I wish we could walk through the Charlotte R. Bloomberg Mother and Child Center and other buildings on the campus, so you could see our experts at work and hear from the surgeons, ophthalmologists, dermatologists, internal medicine experts, neurologists, anesthesiologists, critical care specialists and hundreds of outstanding nurses who save the lives of the children and adults that are being cared for in our hospitals. I would like to have all our experts in genetics tell you about the genes and mutations they have discovered, the families that are receiving helpful guidance and the healthy babies that are being born thanks to sophisticated pre-implantation genetic diagnosis.
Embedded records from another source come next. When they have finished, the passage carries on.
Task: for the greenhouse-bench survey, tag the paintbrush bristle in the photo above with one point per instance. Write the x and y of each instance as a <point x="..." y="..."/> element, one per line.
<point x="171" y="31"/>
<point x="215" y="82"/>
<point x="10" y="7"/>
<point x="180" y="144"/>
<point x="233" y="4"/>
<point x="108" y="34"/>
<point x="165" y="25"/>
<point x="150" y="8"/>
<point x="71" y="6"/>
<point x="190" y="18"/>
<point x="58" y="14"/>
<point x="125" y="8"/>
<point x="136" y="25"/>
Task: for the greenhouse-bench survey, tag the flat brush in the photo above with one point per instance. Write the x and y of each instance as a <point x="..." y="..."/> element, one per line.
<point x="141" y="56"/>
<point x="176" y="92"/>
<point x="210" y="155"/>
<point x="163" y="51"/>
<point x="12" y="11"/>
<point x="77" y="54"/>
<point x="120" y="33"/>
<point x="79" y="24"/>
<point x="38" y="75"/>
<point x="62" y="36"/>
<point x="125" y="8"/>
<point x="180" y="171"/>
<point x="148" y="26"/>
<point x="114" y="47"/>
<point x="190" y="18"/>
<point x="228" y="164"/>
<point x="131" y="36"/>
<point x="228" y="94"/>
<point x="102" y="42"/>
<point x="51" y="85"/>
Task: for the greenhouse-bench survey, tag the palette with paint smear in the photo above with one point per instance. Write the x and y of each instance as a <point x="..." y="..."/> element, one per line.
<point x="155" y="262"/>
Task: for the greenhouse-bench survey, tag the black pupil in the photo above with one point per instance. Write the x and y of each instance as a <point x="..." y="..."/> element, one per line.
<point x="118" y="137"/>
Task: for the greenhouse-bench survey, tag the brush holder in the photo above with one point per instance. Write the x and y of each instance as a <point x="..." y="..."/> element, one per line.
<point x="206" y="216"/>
Then we could stop for a minute for a visit to the Goldyne Savad Institute of Gene Therapy and the Sidney and Judy Swartz Human Embryonic Stem Cells Research Center. Inside these sophisticated laboratories it is difficult to ascertain exactly what the scientists and researchers are doing with their microscopes and test tubes, but there is no mistaking their intensity as each concentrates on the project at hand. Gene and stem cell therapy are the promise of the future. They hold the potential to create novel treatments–and even cures–for conditions and diseases that currently afflict millions of people around the world. For some of them, however–those with Age-Related Macular Degeneration and some neurodegenerative diseases– the future is much nearer than we could have imagined. The clinical trials we are conducting for treatments for those conditions–and many, many others–bring the promise of hope closer than we could have imagined.
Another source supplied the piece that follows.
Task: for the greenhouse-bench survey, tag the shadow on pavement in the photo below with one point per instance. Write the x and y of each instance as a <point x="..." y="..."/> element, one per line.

There are other stops to make and other important people to consider–among them the outstanding maintenance, administrative and paramedical staff–the people who work quietly and efficiently to ensure that our hospitals function around the clock, every day of the year.
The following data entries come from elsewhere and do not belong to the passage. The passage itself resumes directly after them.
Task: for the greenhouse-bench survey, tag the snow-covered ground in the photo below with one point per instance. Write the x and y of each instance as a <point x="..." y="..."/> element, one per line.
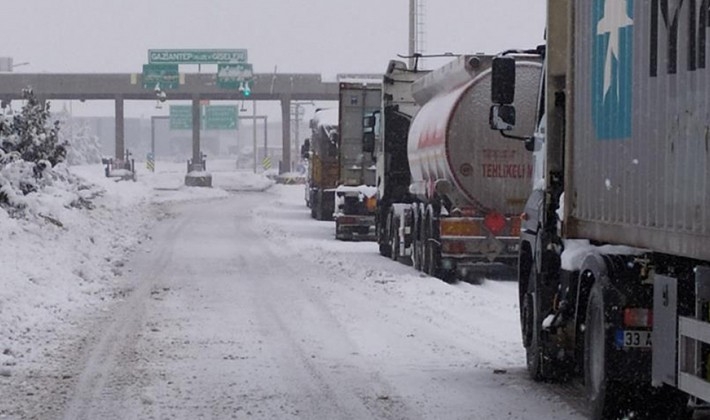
<point x="63" y="260"/>
<point x="440" y="348"/>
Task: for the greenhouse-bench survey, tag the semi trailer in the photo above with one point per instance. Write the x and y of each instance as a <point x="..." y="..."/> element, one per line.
<point x="355" y="195"/>
<point x="459" y="204"/>
<point x="322" y="156"/>
<point x="614" y="259"/>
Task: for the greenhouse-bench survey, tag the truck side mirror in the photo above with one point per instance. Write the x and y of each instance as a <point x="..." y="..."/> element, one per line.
<point x="503" y="80"/>
<point x="305" y="148"/>
<point x="502" y="117"/>
<point x="368" y="142"/>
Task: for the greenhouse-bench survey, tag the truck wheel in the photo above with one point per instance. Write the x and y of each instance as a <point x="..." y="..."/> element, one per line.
<point x="417" y="246"/>
<point x="538" y="362"/>
<point x="394" y="240"/>
<point x="433" y="250"/>
<point x="606" y="396"/>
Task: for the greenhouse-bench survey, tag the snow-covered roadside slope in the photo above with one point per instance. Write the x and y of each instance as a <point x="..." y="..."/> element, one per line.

Our Medical Center is full of seemingly endless corridors, many elevators and hidden stairways. All of them lead to dedicated professionals, working endless hours in a rigorous effort to combat the diseases that affect their patients. Countless nooks and crannies contain researchers and physicians focusing on familiar problems–and sometimes on those that are relatively unknown. Down the hall and through the revolving door of the main building, we will find the Center for Innovative Surgery and the Surgery and Critical Care Research Laboratory. A walk in the other direction will bring us to the operating rooms–and the one devoted exclusively to robotic surgery. In the next few months, they will move to the Surgical Center in the Davidson Tower where there will be operating rooms exclusively for some of the other sophisticated procedures we perform, along with many specifically for general surgery.
Another few twists and turns down the hall and a few flights of stairs will bring us to the Cancer Center where oncology, hematology and bone marrow transplantation patients receive lifesaving therapies. Once considered fatal, many of their conditions are now classified as chronic, yet all of them require concerted and dedicated attention to ensure these deadly diseases are contained.